Ten years after the first ever detection of a gravitational wave, researchers from LIGO, Virgo, and KAGRA (LVK) have confirmed a crucial insight into the surface of black holes. “Hawking would have enjoyed this.”
In an article in the journal Physical Review Letters, researchers from the LVK experiments analyze a collision between black holes that was observed on January 15th this year using the two LIGO detectors in the US. At a distance of 1.4 billion light-years from Earth, two black holes with a mass of 30-40 solar masses merged with a tremendous bang, shaking spacetime itself.
Gravitational waves are vibrations of space-time that arise when extremely compact objects such as black holes or neutron stars collide or merge. This follows from Einstein’s theory of relativity. He predicted the waves at the beginning of the last century, but doubted whether they could be measured.
Challenge
Detecting gravitational waves is indeed a challenge. Lengths vary by less than one ten-thousandth of the diameter of a hydrogen nucleus when such a distortion passes. This can only be measured with kilometer-long mirror systems and lasers.
On September 14th, 2015, such a vibration was actually observed for the first time with the LIGO detectors in the US, which had just been put into operation at that time. The detection GW150914, in which the European Virgo detector, co-run by Nikhef, also played a major role, was global news in 2016. Since then, new techniques have been introduced in the laser setups, further reducing noise.
Wealth of information
The current detectors in the US, Europe, and Japan together detect such a collision somewhere in the universe about once every three days. A passing wave causes the lengths of the installations to vary slightly. The precise shape of the movement provides a wealth of physical information about the colliding black holes.
According to astronomers, black holes are created by the collapse of burnt-out stars. These are extremely compact masses in the universe that distort space-time so strongly that no light can escape from these pits in space itself. Black holes therefore have an edge that acts as a spherical horizon; what happens behind that surface is invisible. Anything that crosses the horizon disappears forever.
Larger surface
The conclusion of the new study is that the surface area of the newly formed black hole is, with 99.999 percent certainty, significantly larger than the two original surfaces combined. Before the collision, the combined surface area of the holes was 240,000 square kilometers (roughly the size of the United Kingdom), and after the collision, it was 400,000 square kilometers (the size of Sweden).

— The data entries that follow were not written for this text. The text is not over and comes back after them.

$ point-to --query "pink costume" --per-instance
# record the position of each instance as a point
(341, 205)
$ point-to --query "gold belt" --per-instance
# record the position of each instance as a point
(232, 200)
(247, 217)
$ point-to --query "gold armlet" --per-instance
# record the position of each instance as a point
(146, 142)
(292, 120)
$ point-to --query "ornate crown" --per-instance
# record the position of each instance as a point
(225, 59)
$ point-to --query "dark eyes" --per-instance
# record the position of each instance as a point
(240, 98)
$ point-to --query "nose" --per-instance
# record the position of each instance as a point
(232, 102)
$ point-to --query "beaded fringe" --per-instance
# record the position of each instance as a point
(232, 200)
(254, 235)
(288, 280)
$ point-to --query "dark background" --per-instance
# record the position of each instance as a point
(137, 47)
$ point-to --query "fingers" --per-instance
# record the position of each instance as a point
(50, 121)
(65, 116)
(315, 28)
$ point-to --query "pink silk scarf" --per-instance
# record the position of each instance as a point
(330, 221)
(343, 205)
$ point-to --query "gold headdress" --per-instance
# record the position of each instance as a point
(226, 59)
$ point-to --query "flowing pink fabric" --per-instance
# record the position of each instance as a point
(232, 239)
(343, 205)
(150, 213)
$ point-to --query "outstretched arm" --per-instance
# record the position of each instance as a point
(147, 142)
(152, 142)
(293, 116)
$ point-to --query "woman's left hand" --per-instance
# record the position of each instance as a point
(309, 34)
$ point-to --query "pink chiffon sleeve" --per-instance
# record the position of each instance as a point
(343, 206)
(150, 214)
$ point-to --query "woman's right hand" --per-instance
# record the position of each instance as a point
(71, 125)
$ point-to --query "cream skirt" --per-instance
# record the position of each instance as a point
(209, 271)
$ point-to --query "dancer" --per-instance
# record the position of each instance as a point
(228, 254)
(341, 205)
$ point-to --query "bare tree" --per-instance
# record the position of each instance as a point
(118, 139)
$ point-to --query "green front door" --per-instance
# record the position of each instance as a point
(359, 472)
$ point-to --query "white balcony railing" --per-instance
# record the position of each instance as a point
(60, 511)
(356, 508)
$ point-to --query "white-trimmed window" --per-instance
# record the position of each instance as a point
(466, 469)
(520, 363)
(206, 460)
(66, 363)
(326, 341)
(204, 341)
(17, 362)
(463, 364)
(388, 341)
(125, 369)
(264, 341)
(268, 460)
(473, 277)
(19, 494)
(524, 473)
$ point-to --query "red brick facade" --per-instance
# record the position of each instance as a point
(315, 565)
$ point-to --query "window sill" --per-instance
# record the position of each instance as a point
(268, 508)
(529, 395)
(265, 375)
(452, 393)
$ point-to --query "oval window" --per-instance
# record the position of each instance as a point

This result neatly ties in with a statement made by British theorist Stephen Hawking in 1971 that the horizon of a black hole can only increase. Thanks to the work of Hawking and his colleague Jacob Bekenstein, the surface area of a black hole is considered a measure of the entropy of the system, i.e. the degree of disorder. According to the basic laws of physics, this can only increase. This fact is an important element in attempts to unify relativity theory and quantum theory.
Testing the theorem
In 2016, Hawking called theorist Kip Thorne of Caltech, one of the founding fathers of the LIGO detector, to ask whether the observations could test his famous surface area theorem. Hawking died in 2018 and never received that confirmation. “But if Stephen were still alive, he would have enjoyed what has now been observed,” says Thorne, who received a Nobel Prize in 2017 for his work on gravitational waves.
The new study on observation GW250114 (code for a gravitational wave observed on January 14th, 2025) shows how accurately current detectors can now measure the signals. The collision is very similar to the first one detected in 2015: a merger of two black holes with masses of 30 to 40 solar masses, approximately 1.3 billion light-years away.
Ringdown
Ten years ago, the detection of a gravitational wave was a scientific breakthrough in itself. Since then, measurement techniques have improved significantly, and laser setups can now also record the shape of passing space vibrations with great precision. “We hear them loud and clear,” say the authors of the study.
In particular, the so-called ringdown of a vibrating black hole created by the collision of two smaller black holes, the fading of the waves after the impact, provides detailed information about this. Among other things, mass and rotation can be deduced from this.
Journey
Professor of relativity Chris Van Den Broeck of Nikhef and Utrecht University, who has long been associated with the LVK collaboration, says that event GW250114 shows how feasible it has become to directly measure fundamental properties of black holes. “This is the beginning of an amazing journey of discovery.”
He says he is delighted with what LIGO, Virgo, and KAGRA have already shown. At the same time, he says he is looking forward to even better measurement techniques, for example with the Einstein Telescope, a proposed underground gravitational wave observatory with ten kilometer long arms. It may be built in the border region of the Netherlands, Belgium, and Germany.
Nikhef
Next week, physicists all around the world will celebrate the tenth anniversary of the first observation of a gravitational wave. The 2015 observation opened a new window on the universe, which until then could only be studied through light and radio waves. Nikhef in Amsterdam will also be celebrating the birth of this field of study.